Wendy stared at me in disbelief. "Rainbow Dancer?"

"Is there another Chairman?" I asked. "The Chairman was in this motel last night."

"You're joking." She pointed a finger at me. "Stop trying to pull my leg."

"Have it your way." I shrugged.

The buzzer rang on our door. I stepped over and opened it.

"Gibs." A woman swept into my arms. She was warm and beautiful and—she was Rainbow!

I pulled back in amazement. "What are you doing here?"

As I stepped back, Rainbow stepped closer. My mouth was full of cotton, my chin was covered by a stubble of beard you could use to grind an axe blade, and I had slept in my clothes. She didn't seem to mind. "I came to find the only man I've ever met who could understand me," she explained.

Wendy peeked around the corner. "Who is it, Gibs?" she asked.

Rainbow stopped short. "Goodness. You certainly didn't lose much time finding a soft shoulder to cry on last night, did you?" Her face flushed. "Or, when you told me that we just had to 'share more laughter together,' did you mean a threesome?"

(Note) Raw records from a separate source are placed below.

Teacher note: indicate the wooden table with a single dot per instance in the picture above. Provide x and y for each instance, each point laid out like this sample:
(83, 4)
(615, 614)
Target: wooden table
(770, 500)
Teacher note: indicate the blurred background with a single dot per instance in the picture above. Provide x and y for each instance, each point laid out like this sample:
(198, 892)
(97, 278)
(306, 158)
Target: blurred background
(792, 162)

"Wait." I talked fast, a terrified machine gun. "This is Wendy Levitine, a friend from Fallform who—"

"Friends. Right." Rainbow turned on her heel and walked out.

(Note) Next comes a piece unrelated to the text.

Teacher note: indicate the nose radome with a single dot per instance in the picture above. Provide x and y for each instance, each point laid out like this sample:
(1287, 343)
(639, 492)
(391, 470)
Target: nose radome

"You're not being fair!" I yelled through the door. That had no effect, so I ran through the door myself. Rainbow was already rounding the corner. "I love you!"

She disappeared.

I pursed my lips. She had done it, as I had feared— she had hurt me, and walked away.

When I turned back into the room, Wendy looked at me with big wide eyes. "You really did spend the night with Rainbow Dancer!"

I choked back a violent reply. "Yeah." I looked at Wendy with an appraising eye. I guess I could understand why Rainbow had jumped to the wrong conclusion; Wendy certainly didn't look like the maid. "What do you want for breakfast?" I asked.

The videoscreen was lit, but I scarcely paid attention. I sipped at my orange juice, watching Wendy eat. "Wendy, tell me something. When I was talking with Sharyn," my voice faltered, "she told me that Fallform and Winterform had been at war even before the Sirians arrived. What were they fighting over?"

"The Howard radiation belt."

"And what is a Howard radiation belt?"

"That's the radiation belt around Forma. You need them for SEEPage."

"Seepage?"

"Yeah. Stimulated Emission of Energetic Particles. You can control the descent of charged particles into the atmosphere using Very Low Frequency radio waves. A lot of the weather manipulation techniques depend on controlling the SEEPage from the Howard belt into the atmosphere."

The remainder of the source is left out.